Drug addiction is a cluster of behavioral, cognitive, and physiological phenomena that develop after repeated substance use and includes: a strong desire to take the drug, difficulties in controlling its use, persisting in its use despite harmful consequences, a higher priority given to drug use than to other activities and obligations, increased tolerance, and sometimes a physical withdrawal.
Dependence: Both tolerance and physical dependence can develop during chronic opioid therapy. Tolerance is the need for increasing doses of opioids to maintain a defined effect such as analgesia (in the absence of disease progression or other external factors). Tolerance may occur to both the desired and undesired effects of drugs, and may develop at different rates for different effects.
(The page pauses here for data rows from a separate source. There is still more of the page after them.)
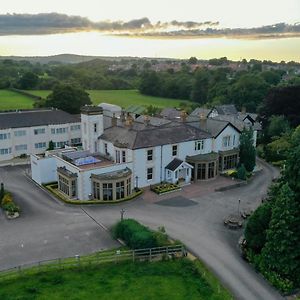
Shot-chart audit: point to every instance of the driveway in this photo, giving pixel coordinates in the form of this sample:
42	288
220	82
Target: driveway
48	229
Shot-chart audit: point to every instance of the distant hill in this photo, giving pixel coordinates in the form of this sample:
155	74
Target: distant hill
70	58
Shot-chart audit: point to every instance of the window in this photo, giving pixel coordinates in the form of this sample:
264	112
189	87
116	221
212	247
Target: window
76	141
5	151
150	155
75	127
201	171
118	157
40	145
149	173
174	150
199	145
120	192
128	183
96	190
20	133
61	130
107	190
60	144
4	136
211	170
230	162
226	141
21	147
39	131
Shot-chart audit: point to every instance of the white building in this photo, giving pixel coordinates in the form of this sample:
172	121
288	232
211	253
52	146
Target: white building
30	131
127	153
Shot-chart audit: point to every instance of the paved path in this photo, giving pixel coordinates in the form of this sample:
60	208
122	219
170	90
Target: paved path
199	226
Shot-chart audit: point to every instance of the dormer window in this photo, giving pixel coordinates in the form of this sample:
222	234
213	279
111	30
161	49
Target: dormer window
174	150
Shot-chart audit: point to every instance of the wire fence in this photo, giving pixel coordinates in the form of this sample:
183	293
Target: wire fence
117	256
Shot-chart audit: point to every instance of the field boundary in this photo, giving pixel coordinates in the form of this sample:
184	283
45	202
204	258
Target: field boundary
137	255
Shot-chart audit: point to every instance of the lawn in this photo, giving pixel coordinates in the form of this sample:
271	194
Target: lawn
177	280
123	98
11	100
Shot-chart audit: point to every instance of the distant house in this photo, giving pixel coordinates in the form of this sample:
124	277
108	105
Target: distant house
120	154
30	131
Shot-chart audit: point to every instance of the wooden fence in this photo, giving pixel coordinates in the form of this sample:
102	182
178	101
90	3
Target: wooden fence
150	254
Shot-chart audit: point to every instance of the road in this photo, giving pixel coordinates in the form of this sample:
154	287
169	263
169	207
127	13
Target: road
197	222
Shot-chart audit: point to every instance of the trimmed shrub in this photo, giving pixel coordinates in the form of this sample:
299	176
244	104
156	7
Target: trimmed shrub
134	234
242	172
7	199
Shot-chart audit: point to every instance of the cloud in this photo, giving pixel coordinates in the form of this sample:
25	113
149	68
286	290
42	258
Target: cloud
47	23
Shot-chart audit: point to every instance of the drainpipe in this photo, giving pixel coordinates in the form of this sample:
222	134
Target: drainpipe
161	163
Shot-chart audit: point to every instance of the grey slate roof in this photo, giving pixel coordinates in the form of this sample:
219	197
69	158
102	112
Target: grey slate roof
36	118
228	109
200	110
170	113
174	164
212	126
151	137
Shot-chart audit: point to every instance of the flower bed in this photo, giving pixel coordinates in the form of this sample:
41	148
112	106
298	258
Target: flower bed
164	187
11	209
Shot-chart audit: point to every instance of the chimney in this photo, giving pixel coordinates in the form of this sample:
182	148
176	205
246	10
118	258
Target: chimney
114	120
203	121
183	116
146	120
129	120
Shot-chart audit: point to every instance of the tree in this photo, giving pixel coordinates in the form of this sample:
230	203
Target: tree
278	125
247	150
68	98
256	228
282	101
281	253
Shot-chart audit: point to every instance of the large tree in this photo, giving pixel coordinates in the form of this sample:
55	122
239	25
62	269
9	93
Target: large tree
67	97
281	253
282	101
247	150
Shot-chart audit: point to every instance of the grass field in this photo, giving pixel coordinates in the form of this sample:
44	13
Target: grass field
12	100
123	98
176	280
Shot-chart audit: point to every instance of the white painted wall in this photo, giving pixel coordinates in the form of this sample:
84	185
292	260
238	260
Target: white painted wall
43	170
30	139
89	134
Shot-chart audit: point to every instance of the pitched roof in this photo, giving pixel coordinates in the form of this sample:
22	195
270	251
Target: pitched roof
170	113
227	109
174	164
36	118
133	138
212	126
200	110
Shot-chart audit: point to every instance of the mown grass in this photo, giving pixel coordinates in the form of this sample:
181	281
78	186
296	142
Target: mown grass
176	280
123	98
10	100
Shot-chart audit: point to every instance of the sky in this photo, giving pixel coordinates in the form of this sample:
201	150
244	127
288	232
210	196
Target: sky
150	38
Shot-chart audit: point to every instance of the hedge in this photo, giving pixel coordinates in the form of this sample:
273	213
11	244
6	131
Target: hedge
135	235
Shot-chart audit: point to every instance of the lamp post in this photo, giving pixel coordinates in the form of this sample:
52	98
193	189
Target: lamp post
239	206
136	182
122	211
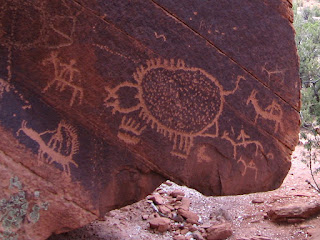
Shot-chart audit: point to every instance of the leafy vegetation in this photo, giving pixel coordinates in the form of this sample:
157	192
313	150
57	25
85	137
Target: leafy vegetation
16	210
307	26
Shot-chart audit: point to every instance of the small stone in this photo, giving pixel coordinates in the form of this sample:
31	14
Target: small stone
161	224
257	200
294	211
163	209
168	183
176	193
184	231
178	218
193	228
179	237
161	192
185	203
219	232
145	217
179	198
197	235
170	207
191	216
206	225
157	199
192	221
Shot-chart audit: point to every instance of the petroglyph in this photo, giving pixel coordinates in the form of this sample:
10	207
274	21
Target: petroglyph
175	100
7	87
160	36
250	165
273	112
107	49
64	76
278	73
4	87
243	140
62	145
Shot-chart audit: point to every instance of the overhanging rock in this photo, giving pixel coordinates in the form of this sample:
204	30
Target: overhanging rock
101	101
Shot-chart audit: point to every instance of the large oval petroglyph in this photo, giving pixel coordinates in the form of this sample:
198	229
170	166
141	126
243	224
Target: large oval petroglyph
178	101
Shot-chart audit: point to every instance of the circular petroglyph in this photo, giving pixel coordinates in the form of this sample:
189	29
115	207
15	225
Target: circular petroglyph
177	101
177	97
181	99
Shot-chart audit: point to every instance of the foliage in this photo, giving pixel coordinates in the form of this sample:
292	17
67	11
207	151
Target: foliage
308	45
311	156
14	211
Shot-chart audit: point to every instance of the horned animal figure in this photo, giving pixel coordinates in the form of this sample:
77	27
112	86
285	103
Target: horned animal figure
273	112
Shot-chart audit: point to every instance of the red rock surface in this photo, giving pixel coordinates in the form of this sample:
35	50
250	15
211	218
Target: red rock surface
101	101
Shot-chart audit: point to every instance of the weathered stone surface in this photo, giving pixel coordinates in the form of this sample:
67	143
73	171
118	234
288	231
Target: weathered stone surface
294	212
101	101
161	224
219	232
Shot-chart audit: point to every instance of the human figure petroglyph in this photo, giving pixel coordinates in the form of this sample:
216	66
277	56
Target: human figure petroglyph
250	165
243	140
177	101
273	112
64	76
61	147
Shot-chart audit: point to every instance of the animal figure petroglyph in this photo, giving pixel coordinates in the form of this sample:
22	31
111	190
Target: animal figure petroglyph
243	140
250	165
273	112
175	100
277	72
64	77
61	147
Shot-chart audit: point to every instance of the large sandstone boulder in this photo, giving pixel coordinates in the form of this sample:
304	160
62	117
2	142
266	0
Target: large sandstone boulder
101	101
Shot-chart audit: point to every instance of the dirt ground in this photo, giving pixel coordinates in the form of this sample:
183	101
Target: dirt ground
248	219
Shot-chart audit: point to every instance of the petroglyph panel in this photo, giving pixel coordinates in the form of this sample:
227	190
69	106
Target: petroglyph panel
66	75
175	100
250	45
154	90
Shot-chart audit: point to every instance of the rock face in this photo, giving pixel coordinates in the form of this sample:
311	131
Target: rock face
101	101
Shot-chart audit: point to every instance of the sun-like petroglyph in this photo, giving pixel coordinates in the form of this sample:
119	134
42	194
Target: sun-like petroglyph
248	165
276	74
64	77
175	100
243	140
273	112
62	145
162	36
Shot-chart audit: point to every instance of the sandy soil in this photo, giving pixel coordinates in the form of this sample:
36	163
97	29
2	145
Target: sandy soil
248	219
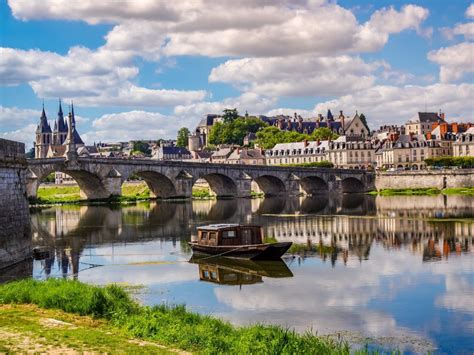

Physical dependence is a physiological state in which the body adapts to the drug after a period of regular exposure, resulting in withdrawal symptoms after abrupt discontinuation or a significant dosage reduction of a drug. Withdrawal also may be precipitated through the administration of drugs with opioid antagonist activity (e.g., naloxone, nalmefene), mixed agonist/antagonist analgesics (e.g., pentazocine, butorphanol, nalbuphine), or partial agonists (e.g., buprenorphine).
Acute overdose with Codeine Sulfate Tablets can be manifested by respiratory depression, somnolence progressing to stupor or coma, skeletal muscle flaccidity, cold and clammy skin, constricted pupils, and, in some cases, pulmonary edema, bradycardia, hypotension, partial or complete airway obstruction, atypical snoring, and death. Marked mydriasis rather than miosis may be seen with hypoxia in overdose situations
Treatment of Overdose: In case of overdose, priorities are the reestablishment of a patent and protected airway and institution of assisted or controlled ventilation, if needed. Employ other supportive measures (including oxygen and vasopressors) in the management of circulatory shock and pulmonary edema as indicated. Cardiac arrest or arrhythmias will require advanced life-support techniques.
Opioid antagonists, such as naloxone, are specific antidotes to respiratory depression resulting from opioid overdose. For clinically significant respiratory or circulatory depression secondary to opioid overdose, administer an opioid antagonist.
In an individual physically dependent on opioids, administration of the recommended usual dosage of the antagonist will precipitate an acute withdrawal syndrome. The severity of the withdrawal symptoms experienced will depend on the degree of physical dependence and the dose of the antagonist administered. If a decision is made to treat serious respiratory depression in the physically dependent patient, administration of the antagonist should be begun with care and by titration with smaller than usual doses of the antagonist.